Questões em jogo

Brasil vacina atletas para Olimpíada marcada por injustiça esportiva e preocupação para japoneses

Dúvidas sobre a realização dos Jogos de Tóquio já quase não existem, mas a volta do evento para a capital japonesa deixou de ser motivo único de comemoração para se transformar em dor de cabeça

Divulgação / Tokyo 2020
Divulgação / Tokyo 2020
Competições começam no dia 21 de julho

São Paulo – A vacinação de atletas brasileiros classificados ou com chance de classificação para a Olimpíada de Tóquio começou no último dia 14. Além deles, entraram no plano específico de imunização integrantes da delegação brasileira e jornalistas credenciados para o evento.
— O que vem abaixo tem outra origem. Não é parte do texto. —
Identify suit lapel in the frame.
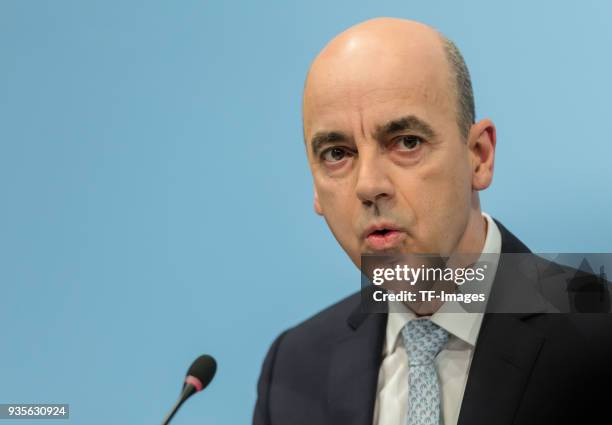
[458,221,545,425]
[459,314,544,425]
[327,311,387,425]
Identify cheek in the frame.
[412,148,471,243]
[317,181,360,261]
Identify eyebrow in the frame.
[310,131,349,155]
[375,115,436,140]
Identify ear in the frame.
[314,187,323,215]
[468,119,497,190]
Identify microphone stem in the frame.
[162,384,196,425]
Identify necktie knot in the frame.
[402,319,448,366]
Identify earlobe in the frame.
[468,119,496,190]
[314,189,323,215]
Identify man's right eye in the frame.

A aplicação das doses pode ser vista como mais uma confirmação de que o evento, inicialmente marcado para 2020 e adiado para este ano por conta da pandemia, vai definitivamente ocorrer. Mesmo diante de protestos, injustiças esportivas e risco político para as lideranças do país, que outrora comemorou muito a volta da Olimpíada ao Japão após 57 anos.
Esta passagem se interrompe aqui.